Январского света пока хватало. Джон прищурился и подошел поближе к окну.
— Неужели ты не понимаешь, Джон? — нажимала я, и мой шепот с шипением погружался в голую штукатурку. — Он сошел с ума. Мы прождем целую вечность, пока он позволит нам быть вместе. А может, и никогда не позволит. Он стал просто одержимым. Обезумел от ненависти.
Я так долго думала об отце, не имея возможности ни с кем поделиться, что испытывала облегчение, высказывая свои сомнения вслух, тем более любимому человеку. Но Джон только пожимал плечами и улыбался. Я поняла, что не сумела его убедить, а может, и вообще все неверно истолковала. Он покачал головой.
— Это его работа, — просто сказал он, отложив лист с ругательствами по поводу задних и передних проходов Лютера. — Это говорит Уильям Росс, а не Томас Мор.
Я испугалась еще больше.
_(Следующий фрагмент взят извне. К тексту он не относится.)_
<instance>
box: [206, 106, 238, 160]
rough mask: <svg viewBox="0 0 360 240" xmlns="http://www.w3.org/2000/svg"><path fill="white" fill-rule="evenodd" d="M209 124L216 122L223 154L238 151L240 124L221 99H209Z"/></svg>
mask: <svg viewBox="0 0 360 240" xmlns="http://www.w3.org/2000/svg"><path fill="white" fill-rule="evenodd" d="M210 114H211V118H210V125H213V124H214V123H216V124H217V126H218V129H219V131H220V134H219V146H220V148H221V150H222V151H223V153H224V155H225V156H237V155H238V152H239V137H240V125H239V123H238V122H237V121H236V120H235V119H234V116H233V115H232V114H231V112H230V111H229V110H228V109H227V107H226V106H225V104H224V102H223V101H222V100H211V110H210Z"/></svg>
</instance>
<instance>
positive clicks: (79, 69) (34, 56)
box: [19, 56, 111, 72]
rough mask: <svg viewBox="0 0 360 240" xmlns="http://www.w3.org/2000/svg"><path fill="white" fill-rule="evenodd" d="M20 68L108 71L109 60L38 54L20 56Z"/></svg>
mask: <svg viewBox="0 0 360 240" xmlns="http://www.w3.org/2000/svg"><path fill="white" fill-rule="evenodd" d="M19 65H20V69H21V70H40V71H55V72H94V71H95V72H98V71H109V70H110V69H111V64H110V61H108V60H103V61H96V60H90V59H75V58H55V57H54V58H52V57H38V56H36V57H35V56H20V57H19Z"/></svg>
Слова Джона лишний раз доказывали, как много он знает о деятельности отца. Да, ответить на выпады Лютера против папы отца попросил король; это было не его решение. Да, ему действительно неловко за грубый язык, фанатизм и слабую аргументацию памфлета, который он написал, имея обязательства перед королем и страной. Поэтому он опубликовал его под псевдонимом. И все-таки мне так стыдно читать эти строки. Уильям Росс — агрессивный фанатик, и всем известно: это псевдоним отца. Но если Джон Клемент не ставит знака равенства между двумя именами, может быть, отец не так уж опозорился?
— Он не преувеличивает опасность ереси, — мягко возразил Джон, почувствовав трещину в моих доводах. — Я понимаю, человека в сторожке можно только пожалеть. Но нельзя забывать: он не то, чем кажется. Он часть той тьмы, которая может поглотить христианство.
— Какая глупость! Это всего лишь маленький тощий сапожник с Флит-стрит! — горячо возразила я, снова занимая оборону.
— И тощие маленькие сапожники с Флит-стрит могут оказаться тьмой, — внушительно сказал Джон. — По крайней мере для большинства людей. Вот смотри: ты молода, счастлива, выросла в мире, в ученом доме, где все читали о том, что разные люди в разных странах в разные эпохи верили по-разному и тем не менее жили прекрасно. Твоя голова забита греческими богами, римскими законами, западными учеными и движущимися по своим незыблемым орбитам звездами. Ты думаешь, цивилизация воцарилась везде. Ты уверена, что в тех краях, про которые тебе ничего не известно, то же самое. Ты не испытываешь страха перед хаосом, способным разрушить нашу жизнь и живущим в большинстве из нас. Ты не имеешь ни малейшего представления о жизни других людей. А большинство испытывает смертельный ужас при мысли о безбожном внешнем хаосе, который только и ждет, чтобы поглотить нас. Я даже не имею в виду неграмотных и суеверных бедняков, не познавших с младых ногтей, кто такие Сенека, Боэций или что такое алгебра. Я говорю о тех, кто вырос в тени войны. Обо всех, кто вырос до наступления столь редкой мирной эпохи и не в стенах уникального дома, из которого ты имеешь счастье происходить. Я говорю обо всех, кто старше и менее счастлив, чем ты. Я говорю о людях, подобных нам с твоим отцом.